Decision-making on whether services are designed to give carers a break or result in them having a break from caring is very variable at the moment. Some local carers’ services, for example, have experienced variations in approach from their local authority. I cite a particular example in which a local carers’ organisation that provides a sitting service—that is, replacement care, so that carers can take a break—operates with two neighbouring local authorities. One regards replacement care as a service for the cared-for person, including sitting services. The next-door authority allows carers to purchase a sitting service, as long as it does not include intimate care, with their direct payment. Varying interpretations mean that there is a disparity for carers in the same area. Some can access breaks, while some cannot. This creates difficulties for the service provider and for those who want to support carers.

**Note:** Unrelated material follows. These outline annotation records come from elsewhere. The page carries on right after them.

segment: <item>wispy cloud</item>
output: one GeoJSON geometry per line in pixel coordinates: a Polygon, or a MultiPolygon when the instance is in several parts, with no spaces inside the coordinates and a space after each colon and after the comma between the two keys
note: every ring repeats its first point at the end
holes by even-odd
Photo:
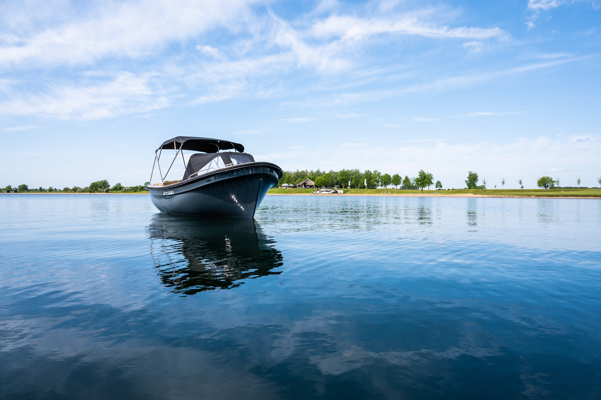
{"type": "Polygon", "coordinates": [[[477,111],[475,112],[470,112],[467,114],[463,114],[462,115],[453,115],[452,118],[459,118],[462,117],[481,117],[485,115],[513,115],[514,114],[521,114],[524,112],[528,112],[527,111],[511,111],[509,112],[490,112],[488,111],[477,111]]]}
{"type": "Polygon", "coordinates": [[[309,122],[313,121],[313,118],[310,118],[307,117],[299,117],[296,118],[282,118],[282,121],[286,121],[287,122],[309,122]]]}
{"type": "Polygon", "coordinates": [[[37,115],[63,120],[96,120],[165,107],[169,101],[150,85],[149,77],[121,73],[101,83],[80,86],[52,83],[43,94],[19,93],[0,102],[1,115],[37,115]]]}
{"type": "Polygon", "coordinates": [[[27,130],[28,129],[35,129],[38,127],[37,125],[28,125],[26,126],[15,126],[8,128],[2,128],[5,132],[12,132],[16,130],[27,130]]]}
{"type": "Polygon", "coordinates": [[[350,16],[332,15],[319,21],[311,30],[317,37],[337,35],[345,40],[357,40],[385,33],[470,39],[506,38],[508,36],[499,28],[450,28],[428,25],[420,22],[416,17],[410,17],[400,19],[361,19],[350,16]]]}
{"type": "Polygon", "coordinates": [[[528,0],[528,10],[549,10],[558,7],[564,3],[561,0],[528,0]]]}

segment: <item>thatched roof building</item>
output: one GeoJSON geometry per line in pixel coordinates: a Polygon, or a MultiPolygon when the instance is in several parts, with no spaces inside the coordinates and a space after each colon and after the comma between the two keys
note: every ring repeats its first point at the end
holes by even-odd
{"type": "Polygon", "coordinates": [[[305,179],[302,182],[299,182],[296,184],[297,187],[315,187],[315,182],[311,180],[308,178],[305,179]]]}

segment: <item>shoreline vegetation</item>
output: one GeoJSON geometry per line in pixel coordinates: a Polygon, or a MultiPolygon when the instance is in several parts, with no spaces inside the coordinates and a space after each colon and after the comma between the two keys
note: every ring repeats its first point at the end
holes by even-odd
{"type": "MultiPolygon", "coordinates": [[[[272,189],[267,195],[295,196],[326,196],[313,195],[313,189],[272,189]]],[[[344,194],[329,194],[328,196],[405,196],[415,197],[516,197],[516,198],[601,198],[601,189],[453,189],[448,190],[427,190],[423,193],[414,189],[344,189],[344,194]]]]}
{"type": "MultiPolygon", "coordinates": [[[[537,186],[541,189],[525,189],[522,178],[517,180],[520,186],[519,189],[505,189],[507,180],[505,178],[501,179],[501,189],[497,189],[495,185],[494,189],[487,189],[486,179],[483,178],[481,184],[478,185],[480,181],[478,174],[472,171],[468,173],[465,180],[465,189],[447,189],[442,188],[440,181],[434,183],[434,177],[432,173],[426,172],[423,169],[419,171],[418,176],[409,178],[406,175],[404,178],[398,174],[391,176],[388,174],[382,174],[377,170],[373,172],[366,170],[361,172],[359,169],[343,169],[340,171],[331,171],[329,172],[322,172],[319,169],[316,171],[299,171],[292,172],[285,171],[282,178],[278,182],[278,186],[284,184],[294,185],[302,182],[308,178],[315,183],[316,187],[335,187],[340,190],[337,183],[340,183],[342,186],[343,193],[355,196],[368,195],[397,195],[397,196],[474,196],[482,197],[569,197],[569,198],[601,198],[601,188],[580,187],[582,183],[580,177],[576,177],[576,183],[578,187],[560,186],[560,181],[558,177],[553,178],[551,177],[542,177],[538,178],[537,186]],[[361,181],[362,180],[362,184],[361,181]],[[350,184],[344,184],[344,183],[350,184]],[[394,189],[389,187],[394,186],[394,189]],[[400,186],[400,188],[398,187],[400,186]],[[403,186],[404,189],[403,189],[403,186]],[[430,190],[430,186],[433,186],[435,190],[430,190]],[[427,188],[427,189],[426,189],[427,188]]],[[[601,185],[601,177],[597,180],[601,185]]],[[[13,188],[11,185],[7,186],[1,191],[4,193],[106,193],[106,194],[148,194],[145,186],[148,184],[145,182],[143,185],[137,186],[124,187],[121,183],[117,183],[112,187],[109,184],[107,180],[92,182],[85,187],[64,187],[62,190],[58,188],[49,187],[44,189],[41,187],[30,189],[26,184],[21,184],[13,188]]],[[[280,187],[269,189],[268,195],[313,195],[314,188],[295,188],[280,187]]]]}

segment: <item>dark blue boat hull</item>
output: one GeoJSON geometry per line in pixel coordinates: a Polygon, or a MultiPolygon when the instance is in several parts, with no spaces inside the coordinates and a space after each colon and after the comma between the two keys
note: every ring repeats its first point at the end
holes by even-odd
{"type": "Polygon", "coordinates": [[[147,186],[153,204],[163,213],[252,218],[282,176],[269,163],[217,170],[167,186],[147,186]]]}

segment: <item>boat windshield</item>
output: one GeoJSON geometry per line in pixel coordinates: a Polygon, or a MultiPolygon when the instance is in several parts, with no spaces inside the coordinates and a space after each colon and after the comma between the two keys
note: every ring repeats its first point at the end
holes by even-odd
{"type": "Polygon", "coordinates": [[[194,178],[231,165],[251,163],[254,160],[248,154],[221,153],[192,154],[188,160],[183,180],[194,178]]]}
{"type": "Polygon", "coordinates": [[[252,160],[251,160],[251,157],[246,154],[230,154],[230,158],[231,159],[231,162],[234,165],[237,165],[238,164],[243,164],[245,163],[251,163],[252,160]]]}

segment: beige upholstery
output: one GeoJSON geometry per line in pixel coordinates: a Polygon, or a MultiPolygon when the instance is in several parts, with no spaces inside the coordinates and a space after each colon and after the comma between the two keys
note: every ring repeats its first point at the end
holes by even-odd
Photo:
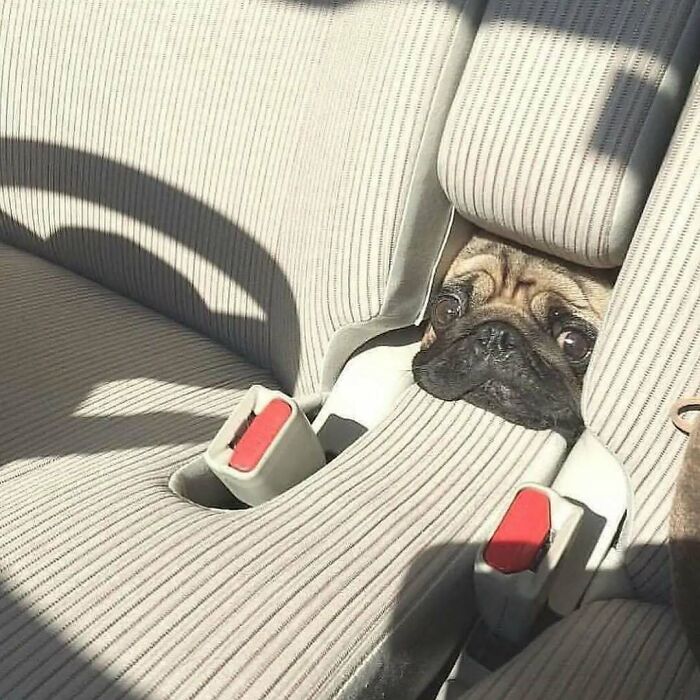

In the current legislation, the Carers and Disabled Children Act 2000, services provided to the disabled person to meet the needs of the carer cannot include services for the disabled person that are of an intimate nature. My Amendment 89A seeks to reproduce that wording in the Bill to probe the distinction made in the Bill between carer services and services for a disabled person and to clarify how the current wording would prevent a carer being charged for respite or replacement care provided to the carer. Without a clearer definition of whose service is whose, negative consequences for the carer will inevitably result. Carers may be prevented from having a break; they may find that they are subject to charges for services that should be allocated to the disabled person; and social workers and others assessors’ time will be taken up in trying to allocate services to people.

I hope that the Minister, who I know to be totally committed to supporting carers, as are the Government, will accept this amendment to clarify the position with regard to charging carers. I beg to move.